Los aparatos de los partidos
Para la Constitución, los partidos son “instrumento fundamental para la participación política”. Hasta ahora han limitado la participación al procedimiento electoral, que ha sido productivo, al margen de que el sistema representativo tenga fallos, como el de la existencia de un Senado sin competencias efectivas, o que la proporcionalidad electoral no se corresponde con el número de votos de los ciudadanos. Pero con el tiempo han acaparado la participación política, produciendo una disociación entre los representantes políticos y las inquietudes de la sociedad. Para la Constitución, la estructura interna de los partidos y su funcionamiento deben ser democráticos, convirtiéndose en un instrumento para el ejercicio del poder, que en la medida en la que se ejerce con respecto a la representatividad es legítimo.
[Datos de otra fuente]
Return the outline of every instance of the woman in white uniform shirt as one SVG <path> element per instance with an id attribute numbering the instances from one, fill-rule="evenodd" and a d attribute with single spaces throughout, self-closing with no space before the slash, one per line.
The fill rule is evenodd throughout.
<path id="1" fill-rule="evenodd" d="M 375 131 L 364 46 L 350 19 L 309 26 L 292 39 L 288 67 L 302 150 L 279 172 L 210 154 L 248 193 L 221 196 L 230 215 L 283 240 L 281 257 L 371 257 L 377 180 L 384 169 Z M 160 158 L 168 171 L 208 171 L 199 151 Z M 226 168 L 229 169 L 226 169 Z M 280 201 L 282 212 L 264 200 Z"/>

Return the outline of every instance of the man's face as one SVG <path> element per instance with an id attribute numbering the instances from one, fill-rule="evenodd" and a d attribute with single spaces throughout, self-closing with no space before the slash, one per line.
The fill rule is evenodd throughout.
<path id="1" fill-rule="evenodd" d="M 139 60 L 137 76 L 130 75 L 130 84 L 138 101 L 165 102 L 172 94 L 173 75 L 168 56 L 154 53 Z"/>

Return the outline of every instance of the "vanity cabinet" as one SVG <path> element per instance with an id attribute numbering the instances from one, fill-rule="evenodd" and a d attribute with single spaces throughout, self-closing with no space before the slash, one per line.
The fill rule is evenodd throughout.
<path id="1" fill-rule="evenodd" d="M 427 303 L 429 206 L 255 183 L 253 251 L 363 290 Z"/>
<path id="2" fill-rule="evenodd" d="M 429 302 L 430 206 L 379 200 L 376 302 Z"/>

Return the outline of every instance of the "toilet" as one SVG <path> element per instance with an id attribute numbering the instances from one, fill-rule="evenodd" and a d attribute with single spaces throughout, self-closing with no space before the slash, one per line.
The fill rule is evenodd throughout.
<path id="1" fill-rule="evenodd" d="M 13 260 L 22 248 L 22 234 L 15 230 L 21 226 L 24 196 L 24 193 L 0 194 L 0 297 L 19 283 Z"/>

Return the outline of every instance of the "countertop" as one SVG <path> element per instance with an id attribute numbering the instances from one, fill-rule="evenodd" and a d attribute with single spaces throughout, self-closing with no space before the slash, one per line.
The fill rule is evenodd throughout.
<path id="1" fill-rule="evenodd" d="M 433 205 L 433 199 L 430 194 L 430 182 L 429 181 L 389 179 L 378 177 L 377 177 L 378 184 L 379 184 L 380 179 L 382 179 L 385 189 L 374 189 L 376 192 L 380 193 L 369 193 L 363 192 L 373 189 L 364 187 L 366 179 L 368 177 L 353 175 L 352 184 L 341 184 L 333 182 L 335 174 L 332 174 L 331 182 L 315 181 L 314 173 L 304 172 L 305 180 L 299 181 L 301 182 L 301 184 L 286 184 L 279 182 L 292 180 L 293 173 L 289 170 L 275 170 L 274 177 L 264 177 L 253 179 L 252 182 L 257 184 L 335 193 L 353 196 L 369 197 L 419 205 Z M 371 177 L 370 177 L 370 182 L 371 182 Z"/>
Pero constituye una ocasión demasiado tentadora para pasar de ser un medio a convertirse en un fin, posibilitando una escalada de abusos que, en algunos casos, después de pasar por el ejercicio del clientelismo, desemboca en la impunidad de la corrupción; la férrea pretensión de eficacia tapona la democracia interna de los partidos y otorga un poder casi omnívoro a los llamados “aparatos”, posibilitando una estructura de poder interno en las fidelidades. Ese funcionamiento, dudosamente democrático, es el que administra la designación de los candidatos electorales que han de convertirse en representantes políticos, a los que los ciudadanos votan porque pertenecen a una lista, no porque conozcan sus méritos y capacidades. Son esos representantes, mediatizados por los aparatos partidarios, quienes integran las instituciones, parlamentarias y de gobiernos. Instituciones a las que, con el paso del tiempo, contagian esa segregación burocrática en relación con la vida de la sociedad. ¿Cuántas horas semanales dedican los políticos a reunirse con sus representados y cuántas dedican a reuniones internas partidarias o institucionales?
Se trata de modificar el sistema electoral. En primer lugar con el concepto de las instituciones que representan la soberanía popular: las Cortes Generales. Dentro de ellas el Senado que, o desaparece, o comparte la representación soberana desde competencias específicas. Si se aborda la inaplazable cuestión de un Estado Federal, cobra sentido una cámara específica en la que dirimir determinadas materias. Precedentes hay.
Además de la estructura electoral, hay que abordar un sistema donde los electores tengan más peso a la hora de decidir sobre sus representantes: la eterna cuestión de listas abiertas o cerradas; o de un sistema mixto como el alemán, por ejemplo, que podría permitir al ciudadano sentirse más directamente concernido con la elección de sus representantes, y a estos más obligados con la laboriosa aproximación a la sociedad. En una vertiginosa sociedad de la comunicación y de la intervención en red de los ciudadanos, los cuatro años que median entre elección y elección se convierten en una eternidad. Hay que facilitar los mecanismos participativos, posibilitar las iniciativas populares y generar para éstas un proceso en el que la Cámara legislativa no sea un mero buzón de tramitación burocrática. Sólo esa labor de proximidad logrará sanear y revitalizar la vida política, quitando ese rancio sabor a poder fáctico que ha enmohecido la estructura de los partidos y el aborrecimiento de los ciudadanos.